ジェームズ・ボンドが使用したブランド品の多くは、現在でも世界中で成功をおさめているが、オーリンのファンにとって残念な結末となった。
ロジャー・ムーアが履いていたのは、イタリアのガルモント社のブーツ。
正式なモデルは不明だが、左のカタログは1979年のものなので、この頃のモデルであろう。
但し、ムーアが履いていたのは普通の4バックルのタイプだった。
この「ガルモント」は、日本では正式に発売されていなかったように思う。
アメリカの「HANSON(ハンソン)」あたりが採用 されても良さそうだが、ブーツは露出が少なく宣伝にならないので、恐らく現地のイタリアで調達したのであろう。

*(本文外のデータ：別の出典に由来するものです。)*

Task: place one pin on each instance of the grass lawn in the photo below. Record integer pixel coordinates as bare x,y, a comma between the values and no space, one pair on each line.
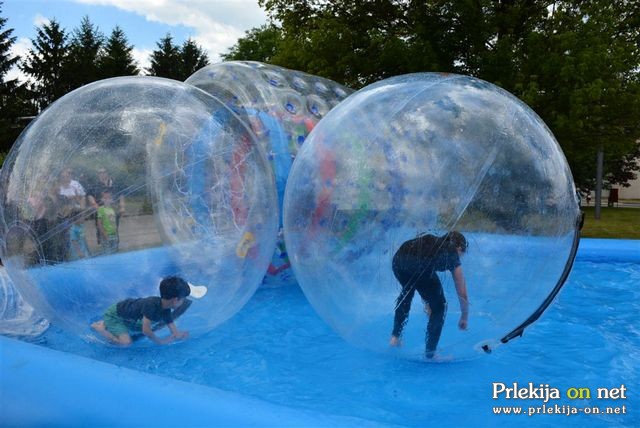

ちなみにハンソンもダイワ精工が買収し、オーリン同様にブランドは消滅。現在はゼビオスポーツが安物製品にそのブランドを使っている。
「美しき獲物たち」(A View To A Kill)の冒頭シーン。
OLINのマークと、MARKシリーズではない角ばったロゴが確認できる。
左は2003年に、OLINのブランドを使ってK2が製造したカービングスキー。
日本には並行輸入で神田のスキーショップなどで15,000円程度で安売りされていた。
163cmが中心で入荷していたので、ビギナーや女性用だと思う。黒か紺か赤で、170cm超のものであれば私も買っていただろう。
これは私が所有するOLIN MARK Ⅴ。色違いの2ペア。まだ新品時のビニールも剥がしていないデッドストックなので、007ファンにとっては少しは価値があるかもしれない。
何故、こんなものを2ペアも??・・・ 理由がある!
近い将来、ワインレッドのロータス・エスプリ・ターボを買って、ハッチバックに2ペアのOLINを並べて、1人でスキーリゾート地に行くことが夢だったからである。まだこの夢は捨てていない!!
できればコルチナ・ダンペッツォか、シルト・ホルンに行きたい!!!
「スキー板2ペアをリアに斜め置き」というのは、「女王陛下の007」でボンドが結婚するトレーシーが映画内で颯爽と乗り回していた、1969年製の赤いフォード・マーキュリー・クーガー・ コンバーチブルもそうだった。もっともこのクルマはソフトトップなので、ここしかキャリアの設置ができない。もちろん映画用にワンオフ製作したのであろう。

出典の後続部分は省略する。